AS LENDAS DE ARUANDA - Ronaldo Torres

Capítulo  2

Conto 02 - O Rei e o Pássaro Comedor de Inhame

Okê Arô!

Okê Oxossi!

No reino de Ifé, no sudoeste da Nigéria, todos os anos se comemorava a festa dos inhames e ninguém podia usufruir a nova colheita enquanto não acabasse a farra. O rei Odudua, nesse dia, fazia questão de desfilar com suas mulheres e ministros, distribuindo simpatia no meio do povo. A festa corria bem, com os ifelenses comendo inhame de manhã, de tarde e de noite, bebendo vinho de palma, porém as feiticeiras Iyá-mi, donas dos terríveis pássaros noturnos, chateadas porque não foram convidadas para a festa, resolveram acabar com o festival inhamal e enviaram para Ifé uma ave gigantesca e aterradora, que pousou na torre do palácio, promovendo a maior tragédia de que se teve notícia na Nigéria. Chamaram o destemido Oxó Togum, o caçador de vinte flechas, para matar o pássaro; errou todas, escapou de ser devorado pelo pássaro, mas foi direto para o calabouço e durante muitos anos viu o sol nascer quadrado. Chamaram então Oxó Togi, o caçador de quarenta flechas, mas não conseguiu acertar o temível pássaro e teve o mesmo destino de Oxó Togum; trouxeram Oxó Todotá, o caçador de cinqüenta flechas, que tremeu nas bases e teve o mesmo fim dos seus colegas caçadores. O rei, desesperado, não viu mais nenhum caçador famoso para chamar. Então o mensageiro da corte se lembrou de Oxó Tocanxoxô, o caçador pobre, que só tinha uma flecha. Rei e súditos riram amarelados, incrédulos. Mas era a última esperança do rei Odudua. Oxó Tocanxoxô desafiou:

— Que me cortem aos pedaços se eu não matar esse comedor de inhame gigante!

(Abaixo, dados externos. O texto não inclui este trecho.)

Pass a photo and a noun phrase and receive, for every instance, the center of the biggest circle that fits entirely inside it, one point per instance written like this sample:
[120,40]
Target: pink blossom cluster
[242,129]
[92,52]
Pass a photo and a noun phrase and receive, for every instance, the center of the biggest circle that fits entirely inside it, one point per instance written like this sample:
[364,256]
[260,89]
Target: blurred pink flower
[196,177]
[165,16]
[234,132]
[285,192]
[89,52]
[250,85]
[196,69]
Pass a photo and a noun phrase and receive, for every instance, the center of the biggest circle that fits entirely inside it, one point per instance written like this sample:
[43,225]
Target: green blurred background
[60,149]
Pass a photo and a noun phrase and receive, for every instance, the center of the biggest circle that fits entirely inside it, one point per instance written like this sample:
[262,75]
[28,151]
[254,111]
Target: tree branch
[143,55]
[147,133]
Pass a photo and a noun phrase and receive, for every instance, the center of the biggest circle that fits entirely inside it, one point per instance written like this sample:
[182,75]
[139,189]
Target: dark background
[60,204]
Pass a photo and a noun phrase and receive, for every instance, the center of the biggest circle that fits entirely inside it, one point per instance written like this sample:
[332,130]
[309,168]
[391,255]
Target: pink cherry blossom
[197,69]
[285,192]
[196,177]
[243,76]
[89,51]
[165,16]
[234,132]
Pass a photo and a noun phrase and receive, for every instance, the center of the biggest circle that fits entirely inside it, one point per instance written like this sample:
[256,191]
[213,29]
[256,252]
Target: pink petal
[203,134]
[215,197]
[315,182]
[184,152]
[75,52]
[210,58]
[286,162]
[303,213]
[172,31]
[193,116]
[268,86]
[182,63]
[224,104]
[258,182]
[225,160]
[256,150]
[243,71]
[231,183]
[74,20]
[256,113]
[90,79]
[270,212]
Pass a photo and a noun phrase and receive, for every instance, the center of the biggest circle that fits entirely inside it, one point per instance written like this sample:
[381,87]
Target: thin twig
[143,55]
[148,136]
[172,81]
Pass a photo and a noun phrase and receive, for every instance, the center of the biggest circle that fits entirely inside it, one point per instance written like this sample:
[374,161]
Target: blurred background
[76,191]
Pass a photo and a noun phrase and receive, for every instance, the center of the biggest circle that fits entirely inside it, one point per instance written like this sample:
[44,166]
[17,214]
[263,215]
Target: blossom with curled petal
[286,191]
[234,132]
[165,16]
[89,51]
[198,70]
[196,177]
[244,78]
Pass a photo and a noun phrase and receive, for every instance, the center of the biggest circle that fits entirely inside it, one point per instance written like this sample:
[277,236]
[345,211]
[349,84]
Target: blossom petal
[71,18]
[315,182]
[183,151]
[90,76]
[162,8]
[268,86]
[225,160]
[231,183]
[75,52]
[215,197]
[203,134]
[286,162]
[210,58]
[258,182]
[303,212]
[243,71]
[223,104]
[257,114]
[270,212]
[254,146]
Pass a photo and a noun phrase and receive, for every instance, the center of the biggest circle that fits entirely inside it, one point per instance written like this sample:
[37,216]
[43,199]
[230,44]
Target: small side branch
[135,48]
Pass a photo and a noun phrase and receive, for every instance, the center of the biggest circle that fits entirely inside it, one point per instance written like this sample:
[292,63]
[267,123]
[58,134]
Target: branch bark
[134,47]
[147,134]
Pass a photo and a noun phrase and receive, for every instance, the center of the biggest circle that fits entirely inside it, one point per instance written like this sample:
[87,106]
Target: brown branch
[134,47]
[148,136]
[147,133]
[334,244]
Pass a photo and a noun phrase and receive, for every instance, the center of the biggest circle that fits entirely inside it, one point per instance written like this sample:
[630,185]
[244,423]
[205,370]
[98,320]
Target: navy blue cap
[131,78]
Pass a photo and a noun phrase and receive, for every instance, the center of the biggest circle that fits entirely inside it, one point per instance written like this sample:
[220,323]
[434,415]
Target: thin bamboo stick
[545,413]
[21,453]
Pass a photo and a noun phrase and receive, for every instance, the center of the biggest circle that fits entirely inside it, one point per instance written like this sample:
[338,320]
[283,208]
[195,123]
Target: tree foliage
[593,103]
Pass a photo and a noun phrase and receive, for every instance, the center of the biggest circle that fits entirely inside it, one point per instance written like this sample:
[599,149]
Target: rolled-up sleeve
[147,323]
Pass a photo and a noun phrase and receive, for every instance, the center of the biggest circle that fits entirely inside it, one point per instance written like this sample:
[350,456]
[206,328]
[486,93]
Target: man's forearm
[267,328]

Oxó Tocanxoxô era filho único e a sua mãe não queria perdê-lo assim, sem mais nem menos. Se não matasse o pássaro, seria esquartejado. Consultou um feiticeiro famoso, que a aconselhou a fazer uma oferenda, única maneira de seu filho se salvar e se tornar rico. Ela cumpriu fielmente o ritual: em uma encruzilhada, ofereceu uma galinha com o peito aberto às Iyá-mi e gritou “que o peito do pássaro receba esta oferenda!”. O pássaro, enjoado de comer inhame, ao receber a oferenda, abriu as asas e disse “oba!”, vacilando e desguarnecendo o peito. O caçador de uma flecha só aproveitou a oportunidade para acertar o seu coração. Foi tiro e queda. Digo, foi flecha e queda. E o povo feliz, liberto do terror, ovacionou seu herói, gritando “Oxó Ussi!, Oxó Ussi”, que, com o passar do tempo, foi simplificado para Oxossi, traduzindo para o Português, significa “Guardião do povo”.

E assim os ifelenses continuaram a festa, dessa vez, comendo inhame com carne do pássaro abatido e, em agradecimento, fizeram do caçador Oxó Tocanxô, o rei de Ketu.

Oxossi é o orixá da vida. Para ele não importa o quanto se viva, desde que se viva intensamente. Seu fetiche é um arco e flecha, uma frigideira de barro e uma pedra. Suas cores são o verde, o azul e o vermelho vivo e as filhas de santo devem vestir verde e amarelo com pulseira de bronze. Seu dia é a quinta-feira e sua festa anual é no dia de Corpus Christi. No sincretismo religioso, ele é identificado como São Jorge, na Bahia e Pernambuco e São Sebastião, no Rio de Janeiro.